Potential contributors may consider such topics and
questions as…
- Any of a number of critically overlooked or underestimated 1960s American primetime programs that drew significantly on aspects of camp, such as Rocky and His Friends/The Bullwinkle Show, F Troop, The Man from U.N.C.L.E., The Addams Family, Gilligan’s Island, The Beverly Hillbillies, and The Munsters.
- Novel readings of Batman, The Monkees, Laugh-in, and other more heavily analyzed programs in relation to a developing genre of Camp TV.
- How did Camp TV, like camp generally, create different meanings for different audiences?
- How were traditional elements of camp carried over and how were they adapted to the medium specificity of television in that period?
- To what degree do issues of camp in 1960s television remain critically aligned with representations of gender and sexuality, particularly queer applications of a camp aesthetic, and where and why do they stray from that association?
- How does color operate as a signifier of otherness – are there/what are the relations between the alien topographies and space age technology of Star Trek, the newness of color on 1960s TV, and camp sensibilities on Camp TV programs?
- How did the widespread transformation to color programming (despite the continuing limits on color reception) encourage and/or affect campy television programs?
- What was the influence of Pop Art on the mainstreaming of camp in the 1960s and specifically on Camp TV?
- British television programs that should be included in such a Camp TV genre.
- How did the syndication history of UK shows like The Avengers, from which American producers borrowed talent or content, influence US Camp TV programs?
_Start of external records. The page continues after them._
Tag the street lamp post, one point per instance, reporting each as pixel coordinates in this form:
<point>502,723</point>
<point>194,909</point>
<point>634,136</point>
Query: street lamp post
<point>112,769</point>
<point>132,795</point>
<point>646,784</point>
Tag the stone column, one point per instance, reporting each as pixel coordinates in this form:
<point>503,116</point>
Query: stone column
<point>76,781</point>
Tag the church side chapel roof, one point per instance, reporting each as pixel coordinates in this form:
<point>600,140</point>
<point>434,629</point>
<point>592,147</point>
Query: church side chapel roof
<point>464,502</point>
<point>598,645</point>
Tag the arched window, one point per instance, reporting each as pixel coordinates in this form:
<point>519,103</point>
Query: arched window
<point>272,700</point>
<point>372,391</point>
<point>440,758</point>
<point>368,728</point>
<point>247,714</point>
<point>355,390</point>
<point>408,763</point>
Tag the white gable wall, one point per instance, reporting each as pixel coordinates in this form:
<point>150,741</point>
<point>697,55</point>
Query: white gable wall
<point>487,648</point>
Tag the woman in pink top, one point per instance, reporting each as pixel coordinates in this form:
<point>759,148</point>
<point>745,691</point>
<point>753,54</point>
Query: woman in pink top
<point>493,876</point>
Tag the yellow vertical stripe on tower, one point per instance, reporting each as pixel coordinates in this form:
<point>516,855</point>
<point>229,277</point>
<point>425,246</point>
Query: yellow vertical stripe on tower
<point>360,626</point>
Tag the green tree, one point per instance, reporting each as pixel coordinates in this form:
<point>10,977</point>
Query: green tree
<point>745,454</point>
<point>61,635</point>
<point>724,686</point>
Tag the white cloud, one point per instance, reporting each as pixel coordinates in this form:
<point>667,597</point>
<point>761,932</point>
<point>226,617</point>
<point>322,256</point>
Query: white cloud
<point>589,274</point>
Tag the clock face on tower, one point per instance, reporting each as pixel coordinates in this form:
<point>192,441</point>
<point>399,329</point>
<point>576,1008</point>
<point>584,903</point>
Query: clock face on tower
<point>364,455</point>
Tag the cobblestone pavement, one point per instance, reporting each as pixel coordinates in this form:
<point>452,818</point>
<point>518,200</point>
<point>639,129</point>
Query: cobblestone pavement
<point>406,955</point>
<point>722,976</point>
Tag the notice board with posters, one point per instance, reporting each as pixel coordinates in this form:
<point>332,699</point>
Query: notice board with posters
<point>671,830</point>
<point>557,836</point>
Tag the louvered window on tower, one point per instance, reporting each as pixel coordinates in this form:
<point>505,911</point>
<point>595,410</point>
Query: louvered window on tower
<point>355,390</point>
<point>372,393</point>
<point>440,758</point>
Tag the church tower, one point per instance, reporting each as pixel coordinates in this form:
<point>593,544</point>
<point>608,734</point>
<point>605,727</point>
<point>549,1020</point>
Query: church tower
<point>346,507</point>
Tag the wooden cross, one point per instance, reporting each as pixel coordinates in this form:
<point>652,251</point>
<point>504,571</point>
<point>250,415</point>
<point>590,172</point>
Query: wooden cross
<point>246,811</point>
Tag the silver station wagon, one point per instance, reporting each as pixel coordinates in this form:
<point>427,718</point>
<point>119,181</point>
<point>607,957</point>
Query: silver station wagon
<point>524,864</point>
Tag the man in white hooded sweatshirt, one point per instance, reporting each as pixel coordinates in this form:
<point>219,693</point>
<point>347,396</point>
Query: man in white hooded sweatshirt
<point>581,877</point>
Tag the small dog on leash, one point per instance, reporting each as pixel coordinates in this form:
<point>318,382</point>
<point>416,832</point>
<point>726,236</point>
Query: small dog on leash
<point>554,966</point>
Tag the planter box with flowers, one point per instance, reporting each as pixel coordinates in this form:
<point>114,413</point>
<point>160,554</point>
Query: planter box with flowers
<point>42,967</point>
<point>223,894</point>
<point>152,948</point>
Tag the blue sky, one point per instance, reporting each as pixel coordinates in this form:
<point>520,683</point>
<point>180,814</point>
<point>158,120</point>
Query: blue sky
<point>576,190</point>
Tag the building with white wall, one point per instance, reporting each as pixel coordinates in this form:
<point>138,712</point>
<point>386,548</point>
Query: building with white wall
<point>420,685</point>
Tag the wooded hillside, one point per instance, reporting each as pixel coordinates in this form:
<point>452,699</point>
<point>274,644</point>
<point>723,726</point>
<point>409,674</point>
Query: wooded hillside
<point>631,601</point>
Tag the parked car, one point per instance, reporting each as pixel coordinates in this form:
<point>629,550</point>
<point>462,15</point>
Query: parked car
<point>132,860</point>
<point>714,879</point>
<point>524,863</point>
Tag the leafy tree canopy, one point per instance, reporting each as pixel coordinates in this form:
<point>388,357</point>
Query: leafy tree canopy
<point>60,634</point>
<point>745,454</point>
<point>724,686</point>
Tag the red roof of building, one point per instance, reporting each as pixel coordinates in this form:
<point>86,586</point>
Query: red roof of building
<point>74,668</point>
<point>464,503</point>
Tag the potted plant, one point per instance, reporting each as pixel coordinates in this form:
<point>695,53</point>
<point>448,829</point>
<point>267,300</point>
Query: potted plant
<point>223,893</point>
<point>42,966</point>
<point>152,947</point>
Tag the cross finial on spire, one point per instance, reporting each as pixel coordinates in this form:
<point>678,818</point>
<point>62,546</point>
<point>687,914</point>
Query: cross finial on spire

- The various precursors to these primetime programs that exhibited key aspects of camp and that could similarly be found on American televisions of the decade, such as the use of crossdressing in The Three Stooges and Bugs Bunny shorts originally made for theatrical screenings but repackaged for 1960s television.
- A social network analysis (in the sociological sense) of behind the camera talent, the circulation of producing/writing talent, between Camp TV productions of the period and its precursors.
- manifestations of camp in other kinds of American television, including commercials; children’s shows; evening and late-night talk shows; as a topic on news programs.
Isabel Pinedo is an associate professor in the Department of
Film and Media Studies at Hunter College (CUNY).
Wyatt Phillips is assistant
professor of film and media studies in the Department of English at Texas Tech University.
Several academic publishers and well–known scholars have
already expressed interest in this collection of essays.
All submissions must represent previously unpublished work.
Please send a 250–300 word abstract (including a working
title), a brief (50–100 word) author bio, and CV by Aug. 15, 2019 to
camptvanthology@yahoo.com
All notifications of acceptance will be emailed no later
than October 15, 2019. If an abstract is accepted, a full-length essay of
approximately 6000–8000 words is due by June 20, 2020. All chapters will be
reviewed by the editors before submission to the publisher and potentially
subject to further review. Please note that an invitation to submit a full
essay does not guarantee inclusion in the volume.